A force de partager ces petits moments de rien du tout, on apprend à se connaitre et quelque chose peut naître. Si je vous ai mis des exemples avec Kuckunniwi, ce n'est pas anodin, dans ce que j'apprécie chez elle, j'ai noté sa manière de faire la fête. C'est quelque chose qui me touche car le chien qui lève à peine la tête pour vous saluer, ça a été une très bonne description d'elle, jusqu'à ce que ce comportement évolue, à force d'améliorer notre relation. J'ai également noté qu'elle venait me voir durant les balades collectives, c'est loin d'être une évidence surtout que quand je vous parlais d'un chiot capable de partir en pleine forêt en oubliant ses humains, c'était une bonne description d'elle, encore une fois. Maintenant, les autres chiens de la balade peuvent partir et elle peut décider de rester avec moi, c'est un immense cadeau qu'elle me fait.

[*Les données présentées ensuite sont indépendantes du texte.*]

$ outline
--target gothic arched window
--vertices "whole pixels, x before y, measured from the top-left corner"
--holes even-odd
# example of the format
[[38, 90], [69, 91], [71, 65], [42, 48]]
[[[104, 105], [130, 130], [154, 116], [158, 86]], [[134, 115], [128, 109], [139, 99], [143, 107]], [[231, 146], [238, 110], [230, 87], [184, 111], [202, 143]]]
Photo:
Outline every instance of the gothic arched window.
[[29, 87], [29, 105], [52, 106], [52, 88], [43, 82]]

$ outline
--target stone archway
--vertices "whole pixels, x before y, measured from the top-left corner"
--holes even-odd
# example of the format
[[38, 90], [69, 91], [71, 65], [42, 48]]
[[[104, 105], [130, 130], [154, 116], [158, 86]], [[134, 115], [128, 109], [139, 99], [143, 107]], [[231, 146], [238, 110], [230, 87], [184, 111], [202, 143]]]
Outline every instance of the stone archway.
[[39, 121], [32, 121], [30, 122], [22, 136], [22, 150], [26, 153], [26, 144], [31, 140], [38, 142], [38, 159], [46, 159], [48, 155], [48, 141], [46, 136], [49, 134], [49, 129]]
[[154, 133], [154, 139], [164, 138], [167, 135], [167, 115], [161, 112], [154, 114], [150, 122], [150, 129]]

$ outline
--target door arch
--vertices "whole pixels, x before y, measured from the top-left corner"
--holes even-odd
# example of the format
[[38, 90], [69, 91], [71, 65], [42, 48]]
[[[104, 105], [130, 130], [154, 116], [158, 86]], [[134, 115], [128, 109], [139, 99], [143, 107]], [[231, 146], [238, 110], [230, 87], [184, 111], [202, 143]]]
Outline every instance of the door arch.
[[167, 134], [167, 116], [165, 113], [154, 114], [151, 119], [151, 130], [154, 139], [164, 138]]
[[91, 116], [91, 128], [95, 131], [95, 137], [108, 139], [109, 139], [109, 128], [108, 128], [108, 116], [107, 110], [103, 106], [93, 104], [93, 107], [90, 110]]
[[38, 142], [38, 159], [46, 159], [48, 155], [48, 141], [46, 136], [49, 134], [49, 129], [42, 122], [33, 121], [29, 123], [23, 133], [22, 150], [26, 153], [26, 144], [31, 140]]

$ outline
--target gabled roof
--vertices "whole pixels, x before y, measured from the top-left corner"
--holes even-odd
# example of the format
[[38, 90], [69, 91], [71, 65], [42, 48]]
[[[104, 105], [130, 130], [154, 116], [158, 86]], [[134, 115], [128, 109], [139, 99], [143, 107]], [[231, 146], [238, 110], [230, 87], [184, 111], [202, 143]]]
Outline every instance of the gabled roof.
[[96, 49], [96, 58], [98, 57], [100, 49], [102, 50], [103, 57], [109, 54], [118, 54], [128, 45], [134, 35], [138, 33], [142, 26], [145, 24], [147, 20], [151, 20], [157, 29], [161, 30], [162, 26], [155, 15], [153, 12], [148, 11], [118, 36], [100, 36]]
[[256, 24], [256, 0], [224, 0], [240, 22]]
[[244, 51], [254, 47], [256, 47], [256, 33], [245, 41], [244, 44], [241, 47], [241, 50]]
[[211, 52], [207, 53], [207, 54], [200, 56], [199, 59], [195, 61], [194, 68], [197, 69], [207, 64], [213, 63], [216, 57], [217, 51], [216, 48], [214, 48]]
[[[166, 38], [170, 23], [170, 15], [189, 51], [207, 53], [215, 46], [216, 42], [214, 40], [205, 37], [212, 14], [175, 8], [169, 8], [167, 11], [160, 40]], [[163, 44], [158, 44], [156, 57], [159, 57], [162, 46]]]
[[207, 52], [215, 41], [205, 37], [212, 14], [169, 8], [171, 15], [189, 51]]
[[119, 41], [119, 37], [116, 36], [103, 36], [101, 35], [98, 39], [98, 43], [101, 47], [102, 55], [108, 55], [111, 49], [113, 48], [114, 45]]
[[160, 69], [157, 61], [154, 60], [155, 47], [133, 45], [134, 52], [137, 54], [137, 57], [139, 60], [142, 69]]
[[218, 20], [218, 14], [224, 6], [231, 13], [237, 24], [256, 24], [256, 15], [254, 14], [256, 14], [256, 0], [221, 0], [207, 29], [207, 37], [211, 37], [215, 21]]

C'est très tentant de la comparer à mes autres chiens. C'est très tentant d'être déçu ou triste, mais la vérité c'est que nous avions juste un terrain de départ un peu rude, avec une météo ambiante catastrophique et qu'il fallait prendre du temps pour apprendre à se connaitre et faire pousser des jolies choses. J'aime bien cette analogie parce qu'elle rappelle que rien n'est figé. Ce jardin est vivant, il bouge, il se transforme et qui sait ce qu'il pourrait devenir.

Néanmoins, j'ai une facilité : j'aime les chiens indépendants, j'aime les chiens capable de réfléchir pour eux-même. Je les trouve fascinant, ils nous en apprennent tellement sur qui ils sont ! Je pense que c'est une chance immense que d'avoir à ses côtés un chien qui vit, tout simplement et qui vous laisse faire un bout de chemin avec lui, si vous êtes de bons compagnons de route. Ce n'est pas gagné, mais on peut y arriver !

Alors je vous souhaite d'excellentes observations, de bonnes réflexions et j'espère que vous trouverez quelques activités pour accompagner votre chien et peut-être, petit à petit, nouer une excellente relation.